The TV and video ad buying platform announced Tuesday that advertisers using its self-service platform now have the option to buy digital video ads using viewable cost-per-thousand (vCPM) pricing, backed by independent measurement from the buyer’s choice of Moat, DoubleVerify, Integral Ad Science or Videology’s own MRC-accredited measurement.
The pricing option will be available across programmatic ad exchanges, private marketplaces and automated direct deals negotiated between buyers and publishers on the platform. It includes the option to buy against a guaranteed minimum vCPM and a guaranteed volume of viewable video impressions.
The way CEO Scott Ferber describes it, buyers will activate vCPM through a simple three-step process. First they’ll select vCPM as their pricing model, then they’ll be able to select the definition of viewability they want to use to review inventory. Lastly they’ll choose the viewability provider they want to determine which impressions are showing up on users’ screens.
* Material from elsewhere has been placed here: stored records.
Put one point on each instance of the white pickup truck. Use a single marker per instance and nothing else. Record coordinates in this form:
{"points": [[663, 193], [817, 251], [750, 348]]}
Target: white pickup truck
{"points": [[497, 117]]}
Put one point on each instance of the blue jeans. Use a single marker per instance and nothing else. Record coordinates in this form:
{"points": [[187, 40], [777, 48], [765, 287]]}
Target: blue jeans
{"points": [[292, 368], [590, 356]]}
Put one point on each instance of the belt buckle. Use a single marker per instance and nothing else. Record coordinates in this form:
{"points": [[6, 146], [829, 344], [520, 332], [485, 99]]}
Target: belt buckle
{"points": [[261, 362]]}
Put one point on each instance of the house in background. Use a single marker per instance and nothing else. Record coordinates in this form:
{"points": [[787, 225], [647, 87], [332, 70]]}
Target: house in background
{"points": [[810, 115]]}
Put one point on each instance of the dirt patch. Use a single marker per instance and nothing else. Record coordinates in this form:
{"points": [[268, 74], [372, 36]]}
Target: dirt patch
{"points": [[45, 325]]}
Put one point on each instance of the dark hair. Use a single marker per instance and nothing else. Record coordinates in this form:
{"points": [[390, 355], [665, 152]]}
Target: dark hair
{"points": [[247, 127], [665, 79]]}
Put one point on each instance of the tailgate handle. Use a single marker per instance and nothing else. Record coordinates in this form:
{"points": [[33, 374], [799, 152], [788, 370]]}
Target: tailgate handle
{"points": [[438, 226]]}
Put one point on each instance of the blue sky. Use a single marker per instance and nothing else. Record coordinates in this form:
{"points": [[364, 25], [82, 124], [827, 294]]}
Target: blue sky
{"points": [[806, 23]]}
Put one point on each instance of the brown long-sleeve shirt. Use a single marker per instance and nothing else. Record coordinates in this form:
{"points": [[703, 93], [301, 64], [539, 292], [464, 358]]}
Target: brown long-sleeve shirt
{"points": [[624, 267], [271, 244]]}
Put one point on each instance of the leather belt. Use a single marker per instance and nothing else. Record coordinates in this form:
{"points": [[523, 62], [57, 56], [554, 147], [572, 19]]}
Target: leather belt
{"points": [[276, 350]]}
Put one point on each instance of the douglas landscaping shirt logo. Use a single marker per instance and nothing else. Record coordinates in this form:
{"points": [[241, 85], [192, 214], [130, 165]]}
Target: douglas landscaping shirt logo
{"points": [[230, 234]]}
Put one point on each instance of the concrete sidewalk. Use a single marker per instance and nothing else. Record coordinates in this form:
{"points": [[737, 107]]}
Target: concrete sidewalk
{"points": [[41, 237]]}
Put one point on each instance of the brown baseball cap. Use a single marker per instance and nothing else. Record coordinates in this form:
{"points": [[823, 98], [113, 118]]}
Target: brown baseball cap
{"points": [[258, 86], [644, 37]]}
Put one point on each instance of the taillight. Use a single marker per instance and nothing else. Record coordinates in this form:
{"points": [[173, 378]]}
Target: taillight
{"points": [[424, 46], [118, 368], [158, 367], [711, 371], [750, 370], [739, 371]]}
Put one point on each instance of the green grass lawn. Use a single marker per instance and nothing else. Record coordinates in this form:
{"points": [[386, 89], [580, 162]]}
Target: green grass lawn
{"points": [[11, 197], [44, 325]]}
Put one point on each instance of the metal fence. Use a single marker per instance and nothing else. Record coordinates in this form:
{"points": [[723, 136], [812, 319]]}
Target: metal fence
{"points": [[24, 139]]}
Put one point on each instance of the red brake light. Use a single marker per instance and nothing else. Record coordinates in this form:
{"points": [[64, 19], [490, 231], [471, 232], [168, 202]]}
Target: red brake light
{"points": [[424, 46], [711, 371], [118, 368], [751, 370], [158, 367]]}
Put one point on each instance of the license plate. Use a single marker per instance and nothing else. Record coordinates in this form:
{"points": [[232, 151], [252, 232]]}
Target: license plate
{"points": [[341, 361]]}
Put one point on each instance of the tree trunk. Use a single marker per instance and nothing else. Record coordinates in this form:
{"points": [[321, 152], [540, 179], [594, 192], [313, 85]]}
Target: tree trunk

“Having a viewable impression as a currency by which you transact makes us able to compare digital video to TV much more on a like-forl-like basis,” Ferber told Marketing. “We think that’ll drive convergence… We think by enabling this we’ll increase the spend across digital video and television, because more marketers will trust it and they’ll know what they’re getting.”
Buyers will be able to screen inventory based on either the MRC’s standard definition of a viewable video impression (50% on-screen for 2 consecutive seconds) or GroupM’s much more stringent Extended Viewability standard (100% on-screen for 50% of the ad’s duration, with audio on and user initiation). With either option, the buyer will only pay for ad impressions that meet the standard, and moreover, Videology’s bidding algorithms will optimize towards more viewable inventory.
Ferber said the company’s confident enough in its forecasting and optimization technology to provide guarantees against the price and volume of viewable inventory.
“Most TV planning is done ahead of time, as opposed to the last second – that’s the idea of a plan,” he said. “If you look at it from that perspective, guaranteeing price and volume is really important to that marketplace. So we’re just honouring our heritage, and it’s our ability to leverage our tremendous audience forecasting skills that allows us to offer that guarantee.”
Though it’s been five years since the IAB, 4As and ANA created a joint initiative to install viewable impressions as the basic unit of pricing for online ad transactions, vCPM has yet to become the dominant currency by which ads are bought. That’s in part because publishers who are struggling to monetize web and mobile inventory have been reluctant to charge only for viewable impressions, which for many would mean a significant revenue hit.
Intermediary platforms like Videology have a slight advantage in that regard, since they can target inventory that they predict will be viewable based on historical data. However, they’ve been stymied by disputes over the definition of viewability, differing methods of measurement between vendors, and the difficulty of integrating vendor data into their platforms.
One notable exception, though it’s in display rather than video, is the Google Display Network, which incorporated vCPM as a pricing option in 2013, and in 2015 set vCPM as its default pricing model for all campaigns.
Many platforms, publishers and agencies have adopted a KPI-based approach to measuring viewability, with buyers requiring vendors meet a certain viewability threshold as part of their contracts (for example, requiring a guarantee that 80% of impressions bought be viewable, based on measurement from an agreed-upon vendor). While this incentivizes publishers to make sure their ads are in view, some buyers don’t think it goes far enough, since they are still ultimately paying for unseen ads.